It's low down on the list of priorities at the mo.

I reckon it would make the car an absolute flying machine though.


----------



## Carlos (May 6, 2002)

Hi Kell, I can't see windy conditions causing MPG to vary by that much, sounds like your computer is dodgy. We had our own big trip up to NW Scotland that I need to write-up (560 miles each way broken up by one fuel stop at the half way point each journey). I think I got about 33 mpg as well.

It took 8 hours going and 7.5 coming back, both driven at night with the kids asleep. The 535d is the perfect companion for this type of trip and I am delighted with it, can't think of a car I'd rather own for family duties.


----------



## jonno (May 7, 2002)

How much of the boot space was taken up by your trainers? 

Actually, when I replied on e60.net, I'd not considered the roofbox, so all things considered, that's not a bad mpg.
There are few cars I'd rather do a big mileage in with a load of kit and the family.

/ot
Not sure how old your satnav dvd is, or if you've got a roadpilot/snooper etc, but via e60.net I got hold of a 2008-1 nav dvd with UK & Euro fixed and mobile locations added for Â£30ish.
Obviously it's not exactly "oem", but certainly useful. It doesn't give the audio warning of cameras, but has the icons. 
/ot


----------



## garyc (May 7, 2002)

Sounds reasonable consumption. A top box and full load gave us 37mpg in a V50 2.0d last summer on family trip to Scotland. Car normally returns 45-50mpg, so top box obviously adds loads of drag -you really can feel it at 80-85mph compared to not having box on.

I reckon your consumption wouold have been some 20% better without roof box and in a manual car. Manual not an option, but a family of three and their chattels should fit into a 5 touring OK.

Still not bad though for a large family wagon loaded to the rafters.

Glad it's proving to be fit for purpose. :wink:


----------



## garyc (May 7, 2002)

PS:

from 2002:



Kell said:


> The other day I was cruising along as usual coming onto one of my motorways, which was very busy with inferior cars.
> 
> First off, I couldn't believe that the volume of traffic DIDN'T slow down for me AT ALL as I came off the slip road! I had to squeeze into a barely big enough gap between two cars in order to get onto my motorway! (The driver of the car behind me did realise his mistake though and honked an apology to me with a long blast of his horn.)
> 
> ...


Welcome to the club.

:wink:


----------



## Kell (May 28, 2002)

garyc said:


> PS:
> 
> from 2002:
> 
> ...


All true and absolutely correct.

Busy day at work then? Or do you keep all my posts on file somewhere?


----------



## garyc (May 7, 2002)

Kell said:


> garyc said:
> 
> 
> > PS:
> ...


Not at work. In bed recovering from a pneumothorax. 
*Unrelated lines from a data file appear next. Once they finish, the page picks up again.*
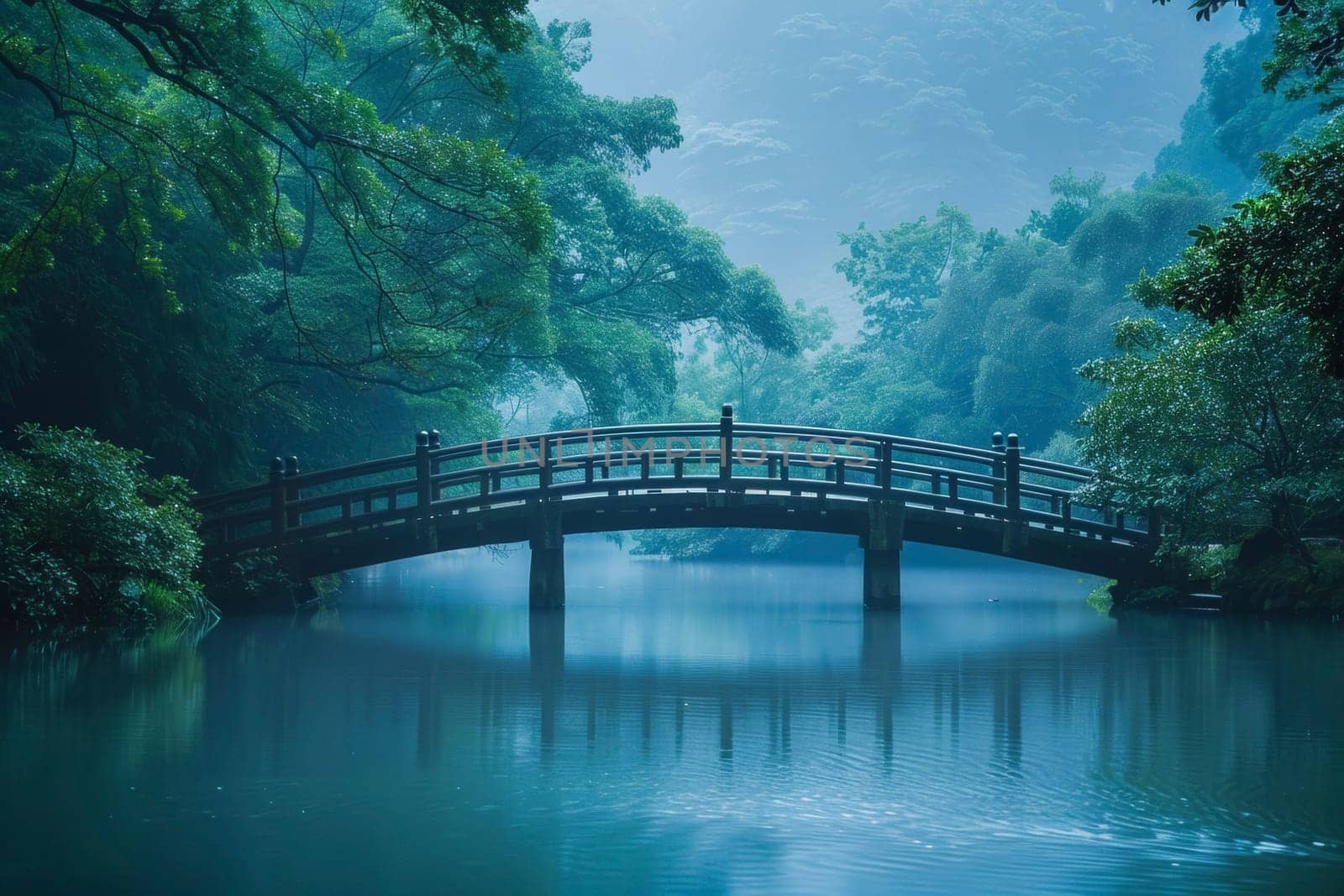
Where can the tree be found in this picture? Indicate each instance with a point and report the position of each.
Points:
(897, 271)
(213, 105)
(1284, 248)
(1227, 430)
(87, 537)
(1075, 199)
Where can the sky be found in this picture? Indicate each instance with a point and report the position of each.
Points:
(801, 120)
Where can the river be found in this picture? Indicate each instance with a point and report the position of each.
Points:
(682, 727)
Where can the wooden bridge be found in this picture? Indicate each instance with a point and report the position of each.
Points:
(884, 490)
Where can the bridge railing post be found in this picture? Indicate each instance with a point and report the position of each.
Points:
(277, 499)
(1012, 477)
(543, 470)
(292, 490)
(726, 448)
(996, 443)
(423, 472)
(434, 443)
Forum does have a Search function.

I just happen to have a very good memory - although I couldn't find your post I was initially looking for, that contained some of your sarcy comments following my mentioning of the x30d's ability to motor up sliproads and hills out-punching similarly, or in some cases. higher-powered cars.

But then BMW drivers never make U turns


----------



## Kell (May 28, 2002)

Well if you remember some of my posts, you'll know that for ages I've been talking about a 330d - it just took a whole to convince the wife.
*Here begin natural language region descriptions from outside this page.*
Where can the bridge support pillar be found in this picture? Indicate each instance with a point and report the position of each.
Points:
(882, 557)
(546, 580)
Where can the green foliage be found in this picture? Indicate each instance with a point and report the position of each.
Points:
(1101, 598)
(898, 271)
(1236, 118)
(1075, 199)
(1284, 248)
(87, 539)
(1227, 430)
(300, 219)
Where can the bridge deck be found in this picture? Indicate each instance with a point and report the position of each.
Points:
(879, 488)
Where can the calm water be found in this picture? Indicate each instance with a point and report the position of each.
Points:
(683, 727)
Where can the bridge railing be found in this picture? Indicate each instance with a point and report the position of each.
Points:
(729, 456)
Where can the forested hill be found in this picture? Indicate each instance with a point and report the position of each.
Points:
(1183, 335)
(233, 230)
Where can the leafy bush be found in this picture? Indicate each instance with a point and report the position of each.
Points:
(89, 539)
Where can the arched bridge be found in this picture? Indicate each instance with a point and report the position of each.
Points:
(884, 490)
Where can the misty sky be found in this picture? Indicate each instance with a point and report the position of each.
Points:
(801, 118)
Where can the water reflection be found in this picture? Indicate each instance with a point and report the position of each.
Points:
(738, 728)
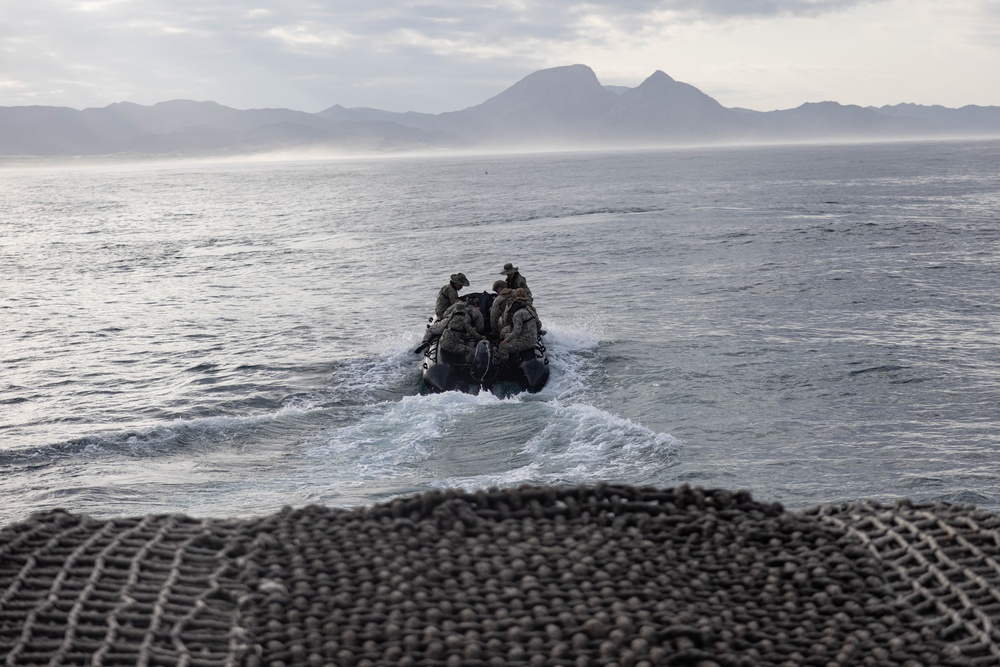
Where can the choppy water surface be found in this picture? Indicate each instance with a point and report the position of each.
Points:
(814, 324)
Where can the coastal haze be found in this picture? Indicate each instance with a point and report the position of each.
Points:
(557, 108)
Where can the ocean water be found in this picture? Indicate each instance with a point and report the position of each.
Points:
(812, 323)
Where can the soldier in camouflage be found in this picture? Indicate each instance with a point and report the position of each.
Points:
(459, 332)
(498, 307)
(448, 295)
(514, 279)
(472, 308)
(522, 332)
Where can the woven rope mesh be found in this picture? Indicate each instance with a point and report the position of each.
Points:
(606, 575)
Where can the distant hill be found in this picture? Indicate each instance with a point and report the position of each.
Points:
(561, 107)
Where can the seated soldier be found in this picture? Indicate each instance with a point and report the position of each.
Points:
(472, 307)
(448, 295)
(522, 332)
(498, 308)
(459, 333)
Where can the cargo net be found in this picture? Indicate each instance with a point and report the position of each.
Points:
(605, 575)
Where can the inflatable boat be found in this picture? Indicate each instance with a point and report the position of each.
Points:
(444, 371)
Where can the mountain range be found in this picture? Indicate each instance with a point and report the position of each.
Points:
(558, 108)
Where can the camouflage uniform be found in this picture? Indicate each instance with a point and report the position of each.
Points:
(477, 317)
(518, 296)
(514, 279)
(522, 334)
(456, 333)
(448, 296)
(497, 309)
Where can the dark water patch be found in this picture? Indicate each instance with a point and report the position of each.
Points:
(878, 369)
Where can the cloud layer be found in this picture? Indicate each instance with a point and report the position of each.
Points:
(399, 55)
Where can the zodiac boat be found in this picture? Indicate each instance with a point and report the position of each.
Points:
(444, 371)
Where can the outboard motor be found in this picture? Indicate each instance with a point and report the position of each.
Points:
(485, 363)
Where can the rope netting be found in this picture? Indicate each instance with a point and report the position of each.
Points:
(605, 575)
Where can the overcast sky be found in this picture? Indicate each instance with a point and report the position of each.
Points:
(445, 55)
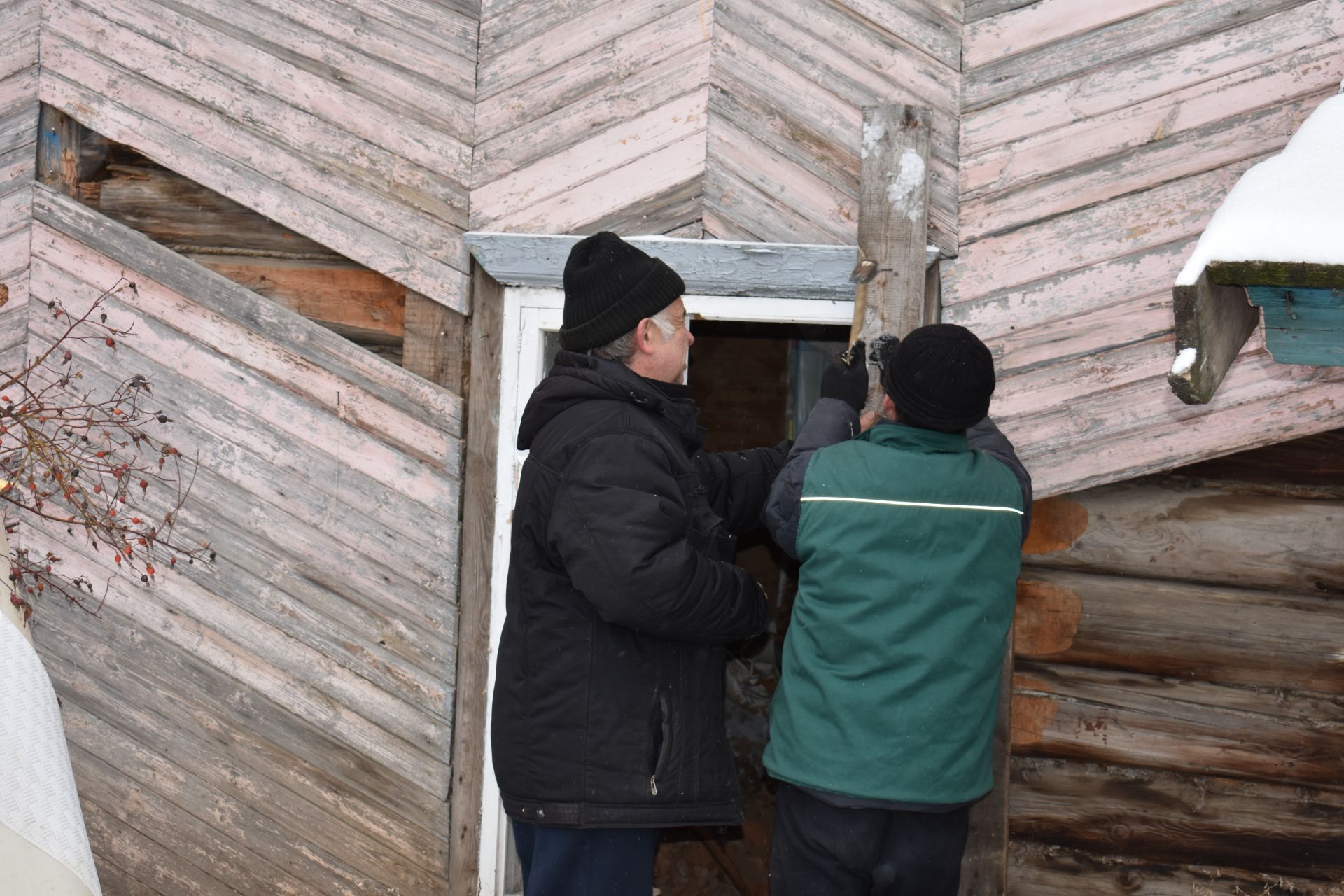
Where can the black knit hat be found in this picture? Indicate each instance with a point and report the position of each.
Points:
(940, 378)
(609, 288)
It's good though it's an automatic so my left leg gets a rest and it's BMW so my indicating finger gets a rest too.


----------



## vlastan (May 6, 2002)

Do they still sell a 530d and a 535d together?
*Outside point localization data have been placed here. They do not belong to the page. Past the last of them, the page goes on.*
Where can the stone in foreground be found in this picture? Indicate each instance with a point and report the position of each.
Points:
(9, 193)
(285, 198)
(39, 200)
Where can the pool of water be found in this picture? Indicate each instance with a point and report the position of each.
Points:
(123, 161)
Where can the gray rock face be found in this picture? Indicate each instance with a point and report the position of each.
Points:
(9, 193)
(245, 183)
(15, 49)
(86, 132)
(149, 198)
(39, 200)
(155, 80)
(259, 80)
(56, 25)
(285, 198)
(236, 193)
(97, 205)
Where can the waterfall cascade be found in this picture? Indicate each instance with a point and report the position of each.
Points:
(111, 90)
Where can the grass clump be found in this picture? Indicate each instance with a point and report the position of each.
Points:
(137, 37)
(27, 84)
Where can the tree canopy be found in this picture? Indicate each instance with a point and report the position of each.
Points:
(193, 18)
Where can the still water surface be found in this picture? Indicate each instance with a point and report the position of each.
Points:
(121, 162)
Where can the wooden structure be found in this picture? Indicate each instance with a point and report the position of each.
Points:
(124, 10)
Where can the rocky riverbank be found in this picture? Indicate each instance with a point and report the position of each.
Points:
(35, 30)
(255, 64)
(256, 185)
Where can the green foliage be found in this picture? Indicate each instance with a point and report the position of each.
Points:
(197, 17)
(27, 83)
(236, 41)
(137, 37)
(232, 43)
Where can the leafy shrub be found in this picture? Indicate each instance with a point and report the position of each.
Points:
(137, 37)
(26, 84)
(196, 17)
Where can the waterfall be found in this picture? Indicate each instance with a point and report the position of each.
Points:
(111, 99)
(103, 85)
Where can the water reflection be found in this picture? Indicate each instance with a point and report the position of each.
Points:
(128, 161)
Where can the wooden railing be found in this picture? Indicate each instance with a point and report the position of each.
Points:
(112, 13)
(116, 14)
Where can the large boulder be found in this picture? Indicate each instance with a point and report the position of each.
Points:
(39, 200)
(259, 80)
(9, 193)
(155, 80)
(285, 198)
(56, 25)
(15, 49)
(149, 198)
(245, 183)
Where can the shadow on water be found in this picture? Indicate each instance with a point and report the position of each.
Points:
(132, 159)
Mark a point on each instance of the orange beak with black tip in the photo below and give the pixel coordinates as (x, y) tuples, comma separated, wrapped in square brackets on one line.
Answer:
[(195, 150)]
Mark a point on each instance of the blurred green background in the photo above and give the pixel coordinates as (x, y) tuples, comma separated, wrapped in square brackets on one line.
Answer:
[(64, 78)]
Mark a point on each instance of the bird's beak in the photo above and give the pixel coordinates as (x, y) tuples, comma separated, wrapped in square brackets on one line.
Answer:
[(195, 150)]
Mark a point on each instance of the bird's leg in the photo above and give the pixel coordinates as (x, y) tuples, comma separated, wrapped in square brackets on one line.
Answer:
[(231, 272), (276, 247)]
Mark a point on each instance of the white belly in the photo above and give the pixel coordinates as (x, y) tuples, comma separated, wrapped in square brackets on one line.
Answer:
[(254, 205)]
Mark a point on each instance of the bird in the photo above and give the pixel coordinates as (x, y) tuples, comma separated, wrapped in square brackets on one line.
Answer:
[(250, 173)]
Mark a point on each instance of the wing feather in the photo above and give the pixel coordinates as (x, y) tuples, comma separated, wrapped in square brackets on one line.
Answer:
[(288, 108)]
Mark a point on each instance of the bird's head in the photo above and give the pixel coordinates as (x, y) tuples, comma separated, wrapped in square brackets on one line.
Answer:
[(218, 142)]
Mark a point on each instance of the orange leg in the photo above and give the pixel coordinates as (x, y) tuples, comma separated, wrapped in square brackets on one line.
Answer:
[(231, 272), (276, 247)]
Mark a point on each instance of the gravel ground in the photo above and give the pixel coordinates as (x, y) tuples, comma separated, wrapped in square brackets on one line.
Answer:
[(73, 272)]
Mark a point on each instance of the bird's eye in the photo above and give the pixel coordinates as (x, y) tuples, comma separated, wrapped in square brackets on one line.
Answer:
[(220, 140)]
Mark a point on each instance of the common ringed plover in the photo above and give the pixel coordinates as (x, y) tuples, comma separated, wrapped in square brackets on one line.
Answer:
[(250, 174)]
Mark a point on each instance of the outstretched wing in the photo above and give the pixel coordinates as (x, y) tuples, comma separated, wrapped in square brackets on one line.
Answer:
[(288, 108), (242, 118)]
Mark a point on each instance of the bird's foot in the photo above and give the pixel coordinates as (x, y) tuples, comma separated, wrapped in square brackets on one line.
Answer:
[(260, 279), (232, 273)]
Did they ever go for a 4 litre diesel or was this a Merc that is not sold in the UK?

Did the 4.2 d engine from the A8 made it to the A6 range?

(too lazy to search online so you guys may have the answers) :wink:


----------



## Kell (May 28, 2002)

Yes.

Don't know.

Yes.


----------



## vlastan (May 6, 2002)

I drove the A8 when it had the 4 litre diesel and it was amazing drive. An A6 with the 4.2d engine will fly.


----------



## W7 PMC (May 6, 2002)

Kell said:


> Yes.
> 
> Don't know.
> 
> Yes.


You sure on the 3rd?? Thought the 3.0d was the largest for the A6. The 4.2d is only available in the A8 & Q7 i thought??


----------



## vlastan (May 6, 2002)

W7 PMC said:


> Kell said:
> 
> 
> > Yes.
> ...


I had a look. You are right Paul.


----------



## clived (May 6, 2002)

vlastan said:


> W7 PMC said:
> 
> 
> > Kell said:
> ...


I don't need to look, Kell and Vlastan are both wrong . The 4.2 with 350bhp is a petrol, not diesel, so no, the 4.2Tdi never made it to the A6.


----------



## Kell (May 28, 2002)

Well I'm convinced I saw one the other day with a 4.2 TDi badge on it.

Must have been an A8. Damn corporate grilles et al. Can't tell the bloody things apart.


----------